U = FastChain(FastDense(3,5,rbf), FastDense(5,5, rbf), FastDense(5,5, rbf), FastDense(5,2))
p = initial_params(U)

function ude_dynamics!(du,u, p, t, p_true)
x,y = u
A = [x,y,t]
û = U(A, p) # Network prediction
dûdt = DiffEqFlux.jacobian(A->U(A,p),A)[:,3]
du = (p_true*u - p_true*dûdt*u) * û
du = (-p_true*u + p_true*dûdt*u) * û
end

nn_dynamics!(du,u,p,t) = ude_dynamics!(du,u,p,t,p_)
prob_nn = ODEProblem(nn_dynamics!,Xₙ[:, 1], tspan, p)

function predict(θ, X = Xₙ[:,1], T = t)
Array(solve(prob_nn, Vern7(), u0 = X, p=θ,
tspan = (T, T[end]), saveat = T,
abstol=1e-6, reltol=1e-6,
sensealg = ForwardDiffSensitivity()
))
end

function loss(θ)
X̂ = predict(θ)
sum(abs2, Xₙ .- X̂)
end

losses = Float32[]

callback(θ,l) = begin
push!(losses, l)
if length(losses)%50==0
println("Current loss after $(length(losses)) iterations:$(losses[end])")
end
false
end

res1 = DiffEqFlux.sciml_train(loss, p, ADAM(0.1f0), cb=callback, maxiters = 1000)
println("Training loss after $(length(losses)) iterations:$(losses[end])")

res2 = DiffEqFlux.sciml_train(loss, res1.minimizer, BFGS(initial_stepnorm=0.01f0), cb=callback, maxiters = 20000)
println("Final training loss after $(length(losses)) iterations:$(losses[end])")


I used 1000 steps of ADAM and then 20000 steps of BFGS, but my loss plots look quite poor – they jump around and oscillate, as shown below. I’ve tried various step numbers, but they’re all kick me out of training early – after a couple hundred iterations of BFGS. I think I have some misunderstanding of when to use ADAM vs. BFGS (why do I use one, then the other? Should I use another one, add a third one in-between, etc.) I don’t think I fully understand why it kicks me out in the BFGS step, when the error is decreasing again – and not in the ADAM step when it’s jumping around. The error I get is " Warning: Interrupted. Larger maxiters is needed.", but when I look at this, it seems like I almost have too many ADAM iterations considering the error jumps up again at a couple hundred.

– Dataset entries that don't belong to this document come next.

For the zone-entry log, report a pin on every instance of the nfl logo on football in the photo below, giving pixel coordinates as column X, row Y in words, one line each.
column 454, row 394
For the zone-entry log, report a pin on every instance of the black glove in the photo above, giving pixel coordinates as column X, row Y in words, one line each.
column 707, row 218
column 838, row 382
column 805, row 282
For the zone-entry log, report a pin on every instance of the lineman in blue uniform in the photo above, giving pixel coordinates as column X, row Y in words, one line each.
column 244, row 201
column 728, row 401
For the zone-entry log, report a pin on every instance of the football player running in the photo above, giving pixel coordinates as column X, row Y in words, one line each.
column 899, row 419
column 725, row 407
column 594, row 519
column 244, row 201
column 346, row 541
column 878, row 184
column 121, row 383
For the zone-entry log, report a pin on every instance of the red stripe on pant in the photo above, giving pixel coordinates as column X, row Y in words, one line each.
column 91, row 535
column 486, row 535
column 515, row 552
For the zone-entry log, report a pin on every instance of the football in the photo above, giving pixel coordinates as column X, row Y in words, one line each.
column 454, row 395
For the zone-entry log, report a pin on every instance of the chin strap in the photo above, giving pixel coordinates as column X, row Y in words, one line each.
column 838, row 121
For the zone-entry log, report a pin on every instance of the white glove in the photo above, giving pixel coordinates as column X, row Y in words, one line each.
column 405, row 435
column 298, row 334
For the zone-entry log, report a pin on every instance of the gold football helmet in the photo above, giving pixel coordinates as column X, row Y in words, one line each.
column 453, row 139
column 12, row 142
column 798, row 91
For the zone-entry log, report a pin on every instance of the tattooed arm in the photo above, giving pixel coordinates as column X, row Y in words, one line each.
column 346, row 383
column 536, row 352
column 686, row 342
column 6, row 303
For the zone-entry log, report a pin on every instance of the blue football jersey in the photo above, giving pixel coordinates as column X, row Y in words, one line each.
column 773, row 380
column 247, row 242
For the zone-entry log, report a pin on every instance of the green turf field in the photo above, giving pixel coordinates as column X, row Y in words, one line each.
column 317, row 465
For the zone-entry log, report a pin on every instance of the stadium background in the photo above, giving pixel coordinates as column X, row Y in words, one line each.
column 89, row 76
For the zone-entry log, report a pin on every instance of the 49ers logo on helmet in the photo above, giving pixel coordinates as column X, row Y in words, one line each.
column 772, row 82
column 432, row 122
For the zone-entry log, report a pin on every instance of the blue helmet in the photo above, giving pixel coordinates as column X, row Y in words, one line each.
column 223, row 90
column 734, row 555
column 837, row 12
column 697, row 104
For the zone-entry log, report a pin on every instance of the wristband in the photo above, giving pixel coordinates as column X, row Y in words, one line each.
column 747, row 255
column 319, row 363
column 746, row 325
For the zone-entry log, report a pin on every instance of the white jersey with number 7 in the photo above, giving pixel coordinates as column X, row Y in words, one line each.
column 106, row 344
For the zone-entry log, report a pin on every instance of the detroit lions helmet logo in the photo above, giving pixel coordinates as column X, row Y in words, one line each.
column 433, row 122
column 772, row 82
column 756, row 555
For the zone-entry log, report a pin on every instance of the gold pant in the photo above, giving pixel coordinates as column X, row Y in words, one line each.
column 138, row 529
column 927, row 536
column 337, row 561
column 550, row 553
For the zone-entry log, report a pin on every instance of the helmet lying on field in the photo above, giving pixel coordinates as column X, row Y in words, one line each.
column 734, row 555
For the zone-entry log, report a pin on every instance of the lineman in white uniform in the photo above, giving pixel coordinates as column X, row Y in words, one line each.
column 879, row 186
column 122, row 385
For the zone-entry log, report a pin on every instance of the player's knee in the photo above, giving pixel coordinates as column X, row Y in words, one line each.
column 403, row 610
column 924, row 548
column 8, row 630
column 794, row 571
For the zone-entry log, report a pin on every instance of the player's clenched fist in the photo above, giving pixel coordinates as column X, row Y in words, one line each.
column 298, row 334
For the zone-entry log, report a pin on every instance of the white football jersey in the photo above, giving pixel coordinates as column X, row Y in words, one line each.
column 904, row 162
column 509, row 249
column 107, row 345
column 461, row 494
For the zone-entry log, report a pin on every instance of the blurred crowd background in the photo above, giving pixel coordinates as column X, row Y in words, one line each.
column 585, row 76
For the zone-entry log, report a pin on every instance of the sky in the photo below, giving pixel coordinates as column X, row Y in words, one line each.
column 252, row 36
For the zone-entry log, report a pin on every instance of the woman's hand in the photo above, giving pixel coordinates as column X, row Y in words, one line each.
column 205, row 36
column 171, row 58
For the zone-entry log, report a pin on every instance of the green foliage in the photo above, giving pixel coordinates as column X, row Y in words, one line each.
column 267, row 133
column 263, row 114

Any help to resolve this would be greatly appreciated.

That’s from having a high rate on ADAM. Drop it a bit, like ADAM(1f-2). Also decrease your solver tolerances so you get more accurate gradients.

Then for the BFGS part, you don’t have a branch to catch divergent solves. Handle that with an if sol.retcode !== :Success branch as the documentation shows. Also, you might need to allow for integrators with switching like AutoVern7(TRBDF2()) as that looks indicative of finding a stiffer problem.

Thank you! This is very helpful. There are a lot of knobs to tweak and it seems to take a lot of practice to learn which knobs to turn and which way to turn them.

I’m also a little confused on applying ContinuousDataDrivenProblem here – in the code example
ContinuousDataDrivenProblem(X̂, ts, DX = Ŷ)
\hat{X} is the solution to the problem (the timeseries of x,y values given the fitted parameters) and \hat{Y} is the neural network evaluated with the fitted parameters and \hat{X}. I’m not sure I see why DX=\hat{Y}. Maybe it’s just some fundamental misunderstanding I have. Do I have to modify this approach for the more complicated differential equations? Thanks in advance.